Die Staaten, die ausschlaggebend an dem internationalen Komplott vor zwanzig Jahren beteiligt waren, sehen nicht so aus, als ob sie wie in der Vergangenheit in diesen Chor einstimmen werden. Trotz der Scheinheiligkeit und der profitorientierten Haltung Europas verweist das Urteil des Europäischen Gerichtshofs zur Unrechtmäßigkeit des PKK-Verbots auf diesen Umstand. Der Beschluss zeugt davon, dass nicht ganz Europa bereit ist, wie früher die Linie des türkischen Staates und der USA zu verfolgen. Auch Russland, das andere Standbein des internationalen Komplotts, verhält sich zwar sehr pragmatisch, aber man kann nicht sagen, dass es die Realität des kurdischen Volkes und seine revolutionäre Kraft gänzlich ignoriert und die Linie des Genozids in allen Dimensionen unterstützt. Selbstverständlich verfolgt Russland eigene Interessen, aber es gibt gleichzeitig auch Beziehungen zu kurdischen Kreisen. Die Front des internationalen Komplotts vor zwanzig Jahren weist Risse auf. Diese Risse gänzlich zu kitten und unsere Bewegung von allen Seiten einzukreisen, ist heute sehr schwierig.

Weder geringschätzen noch übertreiben

Zweifellos müssen wir überall und jederzeit die notwendigen Vorkehrungen treffen und eine Position halten, in der auf jede Form von Angriff adäquat reagiert werden kann.

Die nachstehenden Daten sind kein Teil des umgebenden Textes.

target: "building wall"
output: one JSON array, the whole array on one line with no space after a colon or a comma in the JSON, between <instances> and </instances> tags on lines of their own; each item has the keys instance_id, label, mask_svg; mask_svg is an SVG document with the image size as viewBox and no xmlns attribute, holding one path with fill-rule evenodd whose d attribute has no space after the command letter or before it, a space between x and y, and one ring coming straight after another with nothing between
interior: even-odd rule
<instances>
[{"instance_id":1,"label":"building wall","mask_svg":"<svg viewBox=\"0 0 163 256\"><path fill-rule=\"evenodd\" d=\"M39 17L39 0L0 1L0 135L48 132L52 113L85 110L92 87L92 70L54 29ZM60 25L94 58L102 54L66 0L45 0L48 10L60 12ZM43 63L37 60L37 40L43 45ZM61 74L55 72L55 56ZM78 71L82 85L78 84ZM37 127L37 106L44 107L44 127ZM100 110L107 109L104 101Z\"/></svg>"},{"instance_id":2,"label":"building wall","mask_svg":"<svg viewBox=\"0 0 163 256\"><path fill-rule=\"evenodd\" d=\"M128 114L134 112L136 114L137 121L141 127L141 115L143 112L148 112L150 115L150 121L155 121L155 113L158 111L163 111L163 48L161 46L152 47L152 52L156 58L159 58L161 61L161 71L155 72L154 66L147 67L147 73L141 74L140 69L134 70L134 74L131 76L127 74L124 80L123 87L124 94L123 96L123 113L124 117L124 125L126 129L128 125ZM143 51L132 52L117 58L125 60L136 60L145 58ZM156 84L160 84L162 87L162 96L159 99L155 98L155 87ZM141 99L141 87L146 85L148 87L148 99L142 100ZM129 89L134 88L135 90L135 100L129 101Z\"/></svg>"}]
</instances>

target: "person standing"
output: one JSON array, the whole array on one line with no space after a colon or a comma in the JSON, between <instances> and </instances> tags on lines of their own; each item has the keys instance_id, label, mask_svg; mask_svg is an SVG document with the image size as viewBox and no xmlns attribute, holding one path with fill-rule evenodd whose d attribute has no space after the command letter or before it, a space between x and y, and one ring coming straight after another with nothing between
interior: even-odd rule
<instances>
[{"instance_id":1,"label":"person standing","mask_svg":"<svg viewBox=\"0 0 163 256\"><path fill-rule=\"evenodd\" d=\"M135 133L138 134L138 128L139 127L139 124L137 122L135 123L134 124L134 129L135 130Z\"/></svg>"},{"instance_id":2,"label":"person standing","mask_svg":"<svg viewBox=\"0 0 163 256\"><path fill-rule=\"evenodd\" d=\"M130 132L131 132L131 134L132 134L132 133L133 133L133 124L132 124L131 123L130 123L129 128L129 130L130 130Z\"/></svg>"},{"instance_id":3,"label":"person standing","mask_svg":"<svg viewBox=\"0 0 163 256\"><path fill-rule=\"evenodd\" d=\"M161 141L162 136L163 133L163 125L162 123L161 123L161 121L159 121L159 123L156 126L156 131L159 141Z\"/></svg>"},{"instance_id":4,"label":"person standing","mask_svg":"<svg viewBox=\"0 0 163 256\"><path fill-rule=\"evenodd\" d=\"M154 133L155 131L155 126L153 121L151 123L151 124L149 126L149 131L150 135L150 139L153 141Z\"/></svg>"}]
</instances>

Auch für die eigene Erneuerung müssen alle bestehenden Reserven in einen funktionsfähigen Zustand versetzt werden, um den Kampf weiterzuentwickeln. Das ist eine ständige Aufgabe. Die Bemühungen um eine Neuauflage des internationalen Komplotts dürfen weder gering geschätzt noch übertrieben werden. Die richtige Antwort darauf ist die Weiterentwicklung des Kampfes. Dafür müssen die Ideen Abdullah Öcalans weiter vertieft und überall und zu jeder Zeit an Einfluss gewinnen.

Besatzungsplan für Südkurdistan

Eines der wichtigsten Ziele des türkischen Staates im Jahr 2018 war Başûrê Kurdistan (Südkurdistan). Wenn es so gekommen wäre, wie vom türkischen Staat angekündigt, wäre innerhalb einer Woche Efrîn eingenommen worden und dann wäre es weiter nach Kobanê gegangen. So war es jedoch nicht. Der Widerstand von Efrîn hat den Feldzug aufgehalten. Daraufhin begannen Anfang März die Angriffe auf Kaniya Reş in Südkurdistan, aber man hat ja gesehen, was daraus geworden ist. In Xakûrkê stieß der türkische Staat auf den Widerstand der Guerilla, unter anderem auf so wertvolle Kommandanten wie Agirê. Bis zum 6. April schaffte der Feind es nur bis zum Tepê Lêlikan, und das auch nur auf Umwegen. Der Lêlikan war jedoch nicht das einzige Ziel, bereits zu Beginn der Angriffswelle war als eigentliches Ziel die Qendîl-Region genannt worden. Alle Orte in Südkurdistan, an denen sich Kräfte der PKK befinden, sollten besetzt werden. Wenn der türkische Staat von Qendîl spricht, meint er eigentlich die gesamten Medya-Verteidigungsgebiete. Aber auch an der Einnahme dieser Gebiete ist er gescheitert.

Türkei sucht nach Verbündeten

Um weiter vorzurücken, suchte der türkische Staat nach Unterstützern in Südkurdistan. Dass die PDK darauf eingegangen ist, ist bekannt. Allein die PDK reichte als Unterstützung jedoch nicht aus. Daher wurden sowohl dem Iran als auch dem Irak Angebote gemacht. Außerdem ist uns bekannt, welch starker Druck auf die YNK und die Gorran-Bewegung ausgeübt wurde. Um die Ziele in Südkurdistan durchzusetzen, wurden intensive Bemühungen in militärischer und diplomatischer Hinsicht angestrengt. Trotzdem erreichte der türkische Staat nicht, was er erreichen wollte. Sowohl die Willensstärke des Guerillakampfes als auch die Sympathie für diesen Kampf innerhalb der südkurdischen Bevölkerung trugen zum Misserfolg des türkischen Staates bei.